Roaming authenticators: these are WebAuthn peripherals not embedded in the device. For us, we used Yubikeys as our roaming authenticators.

Specifically, we chose to give most people the Yubikey Security Key C NFC as their roaming authenticator. We chose this for a few reasons:

  1. It supports NFC, not just USB-C, meaning you can use it to bootstrap a new iPhone or Android phone to service as a mobile platform authenticator
  2. It’s big and bulky, so people are less likely to leave them in their laptops, meaning users are less likely to combine their “roaming” and “platform” authenticator into one laptop-shaped bundle
  3. It doesn’t support OTP mode, so there’s no “Yubispam” to deal with

In some cases, like docked users or devices without platform authenticators, we provided keys like the USB 5c Nano to use in place of the Platform Authenticator instead while also supplying Security Key C NFCs as backups.

Our docs reflected our typical choices, but we always worked with users to find something appropriate and usable to make them successful.

How’d ‘The Plan’ Go?

So, here’s our planned timeline:

Project Kickoff May 2022; Security, IT, Infra, Execs June 2022; All FTEs July 2022; Everyone August 2022

And here’s how it actually went:

Project Kickoff May 2022; Security, IT, Infra, Execs June 2022, All FTEs July 2022, Everyone 2023

So, what happened? We have a few learnings to share:

  1. Fulfillment to a distributed global team is really hard. Work from home makes this even more complicated! My advice: pay for importers in any difficult-to-ship-to countries
  2. Always test on yourself first before shipping keys out to users. Because we did this for weeks, we were able to aggressively roll out to all FTEs on our original timeline!
  3. Listen to concerns, and find a path forward for unusual cases. We were changing people’s behavior. If they are docked 100% of the time and requested a WebAuthn-compatible keyboard we let them buy their favorite and expense it.
  4. Lean on enterprise shipping partners where you can. We used Yubico Enterprise Delivery, and their portal helped with US, UK, EU, etc. adoption tremendously. But: they don’t support every country we needed, so we had some complications to work through ourselves
  5. For enforcement: stick to your dates, but allow for exceptions. The “Exception Group” in the plan let us move the needle forward without blocking on the longest tail cases— invaluable!

What’s it like now?

Nowadays, newly-onboarded Discord corporate users receive a laptop and at least one Yubikey alongside that laptop. IT onboards users to Okta and instructs them to register at least two WebAuthn authenticators; typically, this is their Macbook’s TouchID/Windows Hello sensor and also their Security Key C NFC.
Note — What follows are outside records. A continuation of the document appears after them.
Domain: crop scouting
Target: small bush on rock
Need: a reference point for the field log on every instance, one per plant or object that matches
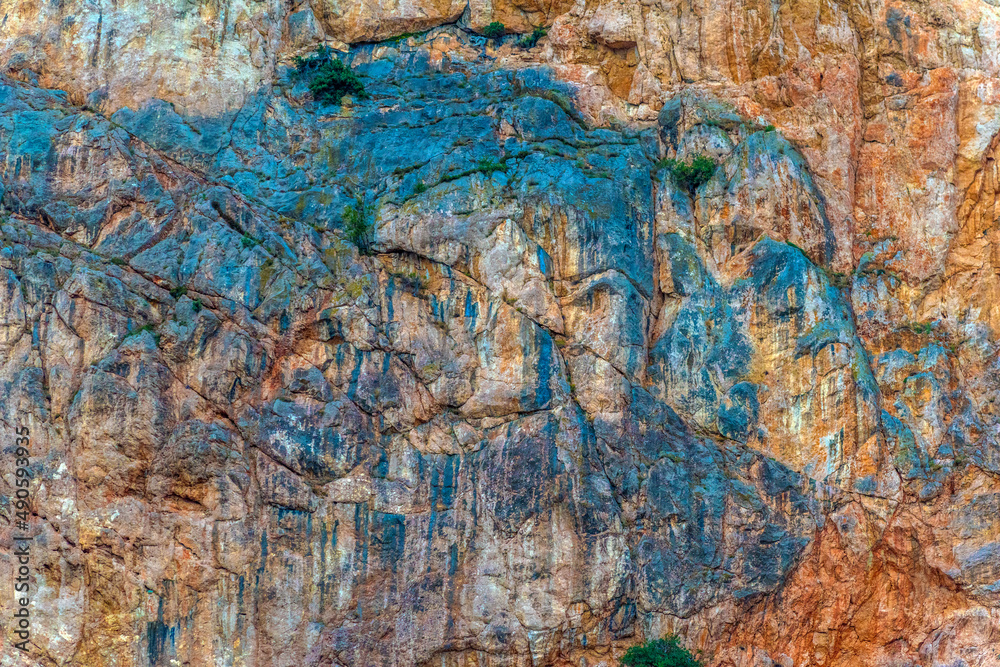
(494, 30)
(691, 175)
(357, 225)
(331, 79)
(529, 41)
(666, 652)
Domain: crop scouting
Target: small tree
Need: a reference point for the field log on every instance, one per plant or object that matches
(666, 652)
(494, 30)
(691, 175)
(330, 79)
(357, 226)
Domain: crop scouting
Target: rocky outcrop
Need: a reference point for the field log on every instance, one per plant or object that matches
(565, 403)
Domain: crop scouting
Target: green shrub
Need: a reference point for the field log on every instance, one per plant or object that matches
(690, 175)
(529, 41)
(666, 652)
(357, 226)
(494, 30)
(331, 79)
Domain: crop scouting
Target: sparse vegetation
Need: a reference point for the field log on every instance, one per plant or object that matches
(484, 166)
(358, 226)
(529, 41)
(690, 175)
(666, 652)
(330, 78)
(494, 30)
We also instruct corporate users to set up Okta Verify for use only as a fallback MFA in the event that all their authenticators fail at once. This way, we never have user accounts lacking at least one strong form of multi-factor authentication.
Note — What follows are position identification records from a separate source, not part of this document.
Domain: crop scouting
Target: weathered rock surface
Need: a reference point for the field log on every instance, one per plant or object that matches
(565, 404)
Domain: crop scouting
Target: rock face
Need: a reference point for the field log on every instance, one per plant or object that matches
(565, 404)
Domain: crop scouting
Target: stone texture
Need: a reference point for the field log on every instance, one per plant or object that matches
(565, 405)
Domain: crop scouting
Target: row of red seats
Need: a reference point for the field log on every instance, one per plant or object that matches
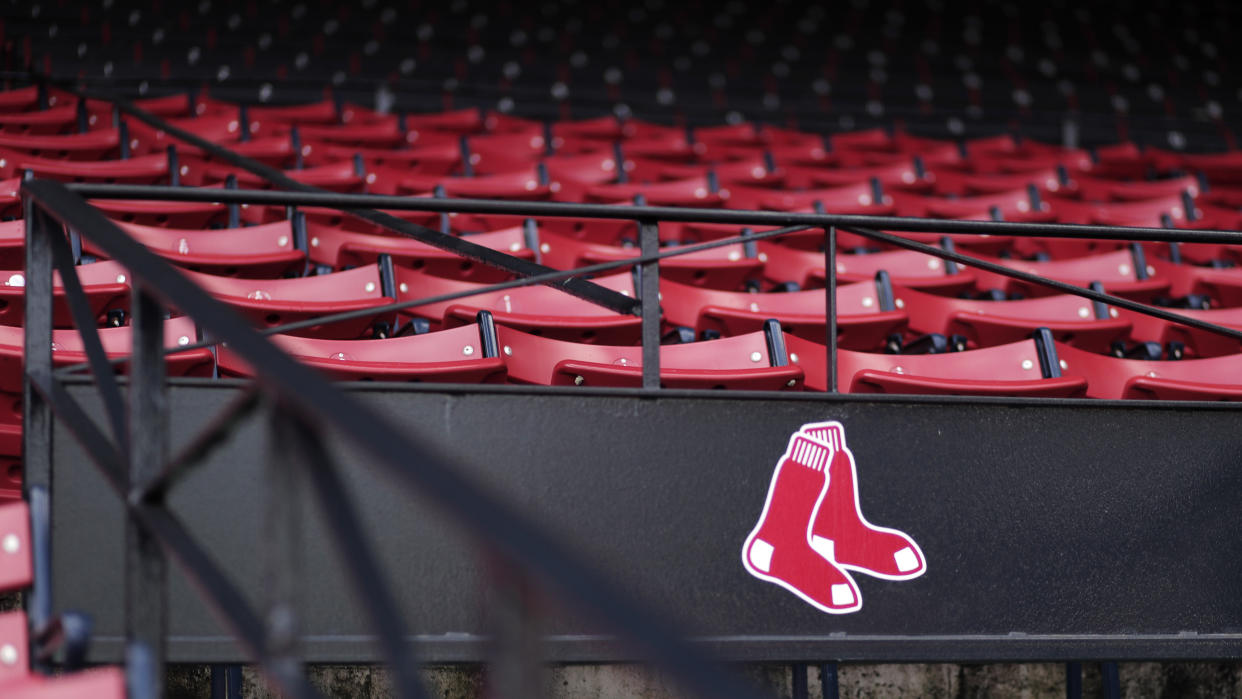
(702, 291)
(18, 680)
(766, 359)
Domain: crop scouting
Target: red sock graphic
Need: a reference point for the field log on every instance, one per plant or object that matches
(842, 534)
(779, 550)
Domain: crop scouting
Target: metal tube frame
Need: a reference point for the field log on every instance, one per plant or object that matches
(42, 396)
(142, 476)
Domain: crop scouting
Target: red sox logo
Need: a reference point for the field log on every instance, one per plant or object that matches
(811, 532)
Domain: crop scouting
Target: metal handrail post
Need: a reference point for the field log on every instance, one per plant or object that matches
(648, 241)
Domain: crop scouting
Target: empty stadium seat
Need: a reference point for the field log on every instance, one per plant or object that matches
(863, 322)
(1214, 379)
(67, 349)
(452, 355)
(1014, 369)
(742, 361)
(275, 302)
(258, 251)
(537, 309)
(986, 323)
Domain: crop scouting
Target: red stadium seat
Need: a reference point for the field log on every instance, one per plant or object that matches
(988, 323)
(1223, 286)
(90, 145)
(740, 363)
(862, 323)
(275, 302)
(337, 247)
(1117, 271)
(16, 569)
(46, 122)
(106, 284)
(1197, 343)
(537, 309)
(908, 268)
(1004, 370)
(453, 355)
(1214, 379)
(722, 267)
(67, 348)
(266, 250)
(140, 169)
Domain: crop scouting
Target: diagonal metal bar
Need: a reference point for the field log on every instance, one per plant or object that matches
(1046, 282)
(104, 378)
(92, 438)
(581, 288)
(682, 214)
(407, 461)
(499, 286)
(145, 574)
(648, 292)
(214, 585)
(199, 448)
(225, 599)
(360, 564)
(36, 435)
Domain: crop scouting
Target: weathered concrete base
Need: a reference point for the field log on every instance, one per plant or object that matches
(883, 682)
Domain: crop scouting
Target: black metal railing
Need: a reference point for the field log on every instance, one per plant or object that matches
(144, 479)
(647, 220)
(132, 455)
(299, 399)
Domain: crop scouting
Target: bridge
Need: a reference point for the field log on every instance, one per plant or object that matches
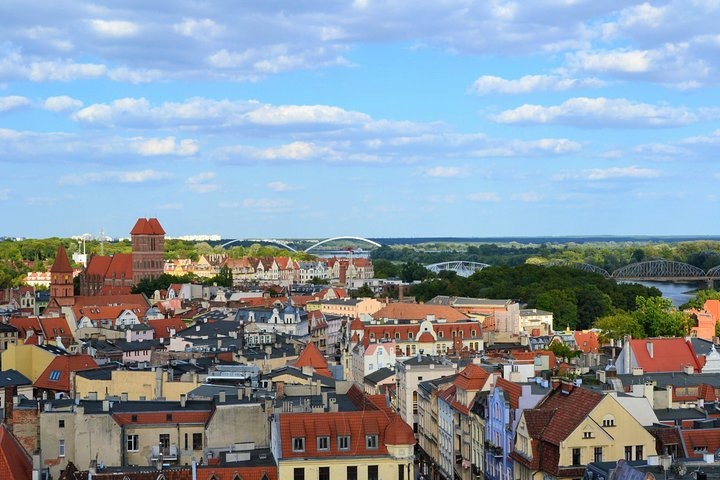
(462, 268)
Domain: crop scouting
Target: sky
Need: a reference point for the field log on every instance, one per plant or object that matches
(308, 119)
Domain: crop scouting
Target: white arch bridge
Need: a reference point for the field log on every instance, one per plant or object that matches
(284, 244)
(462, 268)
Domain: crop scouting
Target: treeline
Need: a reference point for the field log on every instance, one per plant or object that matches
(610, 255)
(576, 298)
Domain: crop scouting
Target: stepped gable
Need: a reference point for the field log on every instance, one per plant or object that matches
(311, 357)
(61, 264)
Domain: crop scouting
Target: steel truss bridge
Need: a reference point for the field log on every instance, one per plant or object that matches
(462, 268)
(285, 245)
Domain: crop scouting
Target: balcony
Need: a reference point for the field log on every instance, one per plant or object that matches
(164, 453)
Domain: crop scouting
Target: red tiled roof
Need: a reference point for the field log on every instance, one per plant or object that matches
(669, 354)
(355, 424)
(50, 379)
(162, 326)
(511, 391)
(417, 311)
(311, 357)
(98, 265)
(159, 418)
(145, 226)
(61, 264)
(14, 461)
(707, 439)
(471, 378)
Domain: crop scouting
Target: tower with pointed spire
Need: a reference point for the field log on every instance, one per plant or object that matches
(61, 281)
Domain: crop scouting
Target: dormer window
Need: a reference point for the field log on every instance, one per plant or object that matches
(298, 444)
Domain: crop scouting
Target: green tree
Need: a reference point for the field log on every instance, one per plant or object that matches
(619, 324)
(660, 319)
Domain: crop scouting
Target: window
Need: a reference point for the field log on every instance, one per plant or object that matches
(298, 444)
(597, 456)
(373, 472)
(132, 443)
(323, 443)
(576, 456)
Lockouts at the worst require overnighting a Yubikey to the user; all the while they’re still protected by hardware MFA. We set up an “exception” group that we track with expiring membership to ensure users cannot stay without WebAuthn protecting their Okta sessions for quite a while.

The rollout took some effort, but the change has been very impactful, and users love the ease of use when compared with TOTP or other forms of MFA!

A Call to Action

Phishing attacks are prevalent, and the threat is urgent to address. We’ve stopped thousands of otherwise-successful phishing attacks thanks to our adoption of WebAuthn in Okta.

And, if you’re somebody who has a product that could support WebAuthn and/or passkeys better: please do! (we might even be building/planning this ourselves 😱)! Patchwork support is the biggest hurdle to adoption.

Together, we can make phishing (mostly) a thing of the past!